A crappy rock n’ roll band and a film crew head out to Lake Infinity to shoot a music video. Naturally, the lake was the scene of a tragic fire (or some murders, I’ve already forgotten) X-years earlier. A newspaper tells us a child was horrifically burned. See where the course has been set? So laboured is this point, that early on when the group stops at a gas station, one of the attendants turns to the other and says: “Brings back memories over those movie killings a few years back…” and the world’s most obvious this-sounds-creepy synthesiser note is struck.

The group hire three ugly-ass houseboats and, after a day of fooling about with the really shitty band, are stalked and slain by a shadowy chap who lurks in the trees a lot. People are sliced with his machete, axed in the head, shot with spearguns, and even killed by a horseshoe in the eyes.

There’s very little more to say about Houseboat Horror.
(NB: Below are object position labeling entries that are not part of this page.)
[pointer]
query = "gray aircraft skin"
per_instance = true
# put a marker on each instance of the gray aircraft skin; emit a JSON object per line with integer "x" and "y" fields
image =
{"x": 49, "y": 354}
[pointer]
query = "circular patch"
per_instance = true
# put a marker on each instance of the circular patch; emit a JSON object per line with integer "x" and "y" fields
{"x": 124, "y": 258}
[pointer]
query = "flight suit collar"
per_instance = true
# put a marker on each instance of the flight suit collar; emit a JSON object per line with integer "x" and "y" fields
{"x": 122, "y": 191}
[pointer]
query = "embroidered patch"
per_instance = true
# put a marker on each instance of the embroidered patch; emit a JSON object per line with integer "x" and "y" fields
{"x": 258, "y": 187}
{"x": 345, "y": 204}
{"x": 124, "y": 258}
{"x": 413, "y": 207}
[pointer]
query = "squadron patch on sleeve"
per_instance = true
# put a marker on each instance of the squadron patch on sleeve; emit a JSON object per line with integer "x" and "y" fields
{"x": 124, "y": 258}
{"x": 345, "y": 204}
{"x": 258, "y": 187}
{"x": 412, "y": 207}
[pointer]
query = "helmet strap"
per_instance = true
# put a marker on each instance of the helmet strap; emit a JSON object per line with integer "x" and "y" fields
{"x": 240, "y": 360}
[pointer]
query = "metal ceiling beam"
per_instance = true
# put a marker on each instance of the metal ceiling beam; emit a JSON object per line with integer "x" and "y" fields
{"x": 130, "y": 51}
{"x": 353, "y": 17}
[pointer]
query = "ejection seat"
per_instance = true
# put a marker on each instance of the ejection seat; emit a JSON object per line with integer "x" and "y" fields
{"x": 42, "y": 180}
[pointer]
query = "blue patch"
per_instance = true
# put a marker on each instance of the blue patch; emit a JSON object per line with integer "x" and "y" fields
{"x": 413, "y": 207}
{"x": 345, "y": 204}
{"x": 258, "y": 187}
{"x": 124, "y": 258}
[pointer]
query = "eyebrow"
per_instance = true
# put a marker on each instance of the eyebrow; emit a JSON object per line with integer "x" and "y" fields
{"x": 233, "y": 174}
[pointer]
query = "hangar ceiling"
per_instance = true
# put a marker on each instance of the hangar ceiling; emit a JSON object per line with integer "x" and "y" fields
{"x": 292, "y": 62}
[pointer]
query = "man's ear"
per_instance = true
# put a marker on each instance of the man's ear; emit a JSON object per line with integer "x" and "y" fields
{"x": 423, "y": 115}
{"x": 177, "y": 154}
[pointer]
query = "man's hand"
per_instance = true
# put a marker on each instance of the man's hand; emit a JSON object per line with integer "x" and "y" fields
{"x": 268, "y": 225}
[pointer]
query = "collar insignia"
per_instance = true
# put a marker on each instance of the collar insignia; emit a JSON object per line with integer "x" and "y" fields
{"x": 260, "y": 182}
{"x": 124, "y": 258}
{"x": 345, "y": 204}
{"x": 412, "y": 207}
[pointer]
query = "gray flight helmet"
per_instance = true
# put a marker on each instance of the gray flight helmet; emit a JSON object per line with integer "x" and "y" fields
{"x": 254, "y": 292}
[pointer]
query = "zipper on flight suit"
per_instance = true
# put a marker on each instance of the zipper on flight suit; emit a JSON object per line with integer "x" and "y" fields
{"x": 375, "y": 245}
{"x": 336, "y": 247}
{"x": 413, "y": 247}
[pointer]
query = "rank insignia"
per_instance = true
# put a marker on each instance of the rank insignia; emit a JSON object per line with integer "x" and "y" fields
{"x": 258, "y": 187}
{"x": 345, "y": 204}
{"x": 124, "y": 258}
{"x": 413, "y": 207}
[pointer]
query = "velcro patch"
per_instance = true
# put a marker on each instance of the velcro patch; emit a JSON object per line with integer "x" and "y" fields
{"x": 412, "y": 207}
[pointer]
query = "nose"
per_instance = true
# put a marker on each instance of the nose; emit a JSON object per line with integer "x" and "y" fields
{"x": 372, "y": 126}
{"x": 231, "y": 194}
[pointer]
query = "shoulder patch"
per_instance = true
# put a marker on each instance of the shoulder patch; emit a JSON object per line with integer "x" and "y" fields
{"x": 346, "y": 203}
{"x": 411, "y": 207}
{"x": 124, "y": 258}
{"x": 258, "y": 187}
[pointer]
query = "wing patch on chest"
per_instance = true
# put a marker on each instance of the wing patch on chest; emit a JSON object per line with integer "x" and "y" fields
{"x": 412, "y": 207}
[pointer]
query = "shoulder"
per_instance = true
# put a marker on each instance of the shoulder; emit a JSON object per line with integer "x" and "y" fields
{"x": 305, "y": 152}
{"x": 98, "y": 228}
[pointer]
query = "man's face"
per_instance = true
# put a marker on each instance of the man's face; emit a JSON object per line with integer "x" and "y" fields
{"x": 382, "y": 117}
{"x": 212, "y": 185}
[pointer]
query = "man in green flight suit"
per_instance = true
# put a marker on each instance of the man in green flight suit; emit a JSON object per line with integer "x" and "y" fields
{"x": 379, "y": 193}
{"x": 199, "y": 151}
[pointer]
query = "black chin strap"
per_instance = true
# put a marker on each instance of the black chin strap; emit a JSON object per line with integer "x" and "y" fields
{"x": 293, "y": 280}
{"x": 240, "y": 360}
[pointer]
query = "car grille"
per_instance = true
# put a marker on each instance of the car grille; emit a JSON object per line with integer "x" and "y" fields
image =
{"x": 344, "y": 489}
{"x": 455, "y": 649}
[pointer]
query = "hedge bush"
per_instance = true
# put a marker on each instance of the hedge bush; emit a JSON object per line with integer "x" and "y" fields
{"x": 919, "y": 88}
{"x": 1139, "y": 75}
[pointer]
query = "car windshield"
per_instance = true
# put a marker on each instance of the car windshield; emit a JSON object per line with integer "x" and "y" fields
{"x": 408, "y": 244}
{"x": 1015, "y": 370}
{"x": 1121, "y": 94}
It’s cheap, it’s brimming with Aussie sayings of yore (people referred to as ‘dags’ who might’ve ‘shot through’) and it’s dated by an appearance of the world’s largest cell phone, which Alan Dale says into: “The two-way doesn’t work so if you want to talk to me you’ll have to do it on this walkabout phone thing.”

Some gory dispatchments and the mild distraction of different accents and vernacular highlight an otherwise awful vessel (ho ho ho) before it sinks under its own weight of crap.

Blurb-of-interest: John Michael Howson was in the 1980 Aussie horror Stage Fright.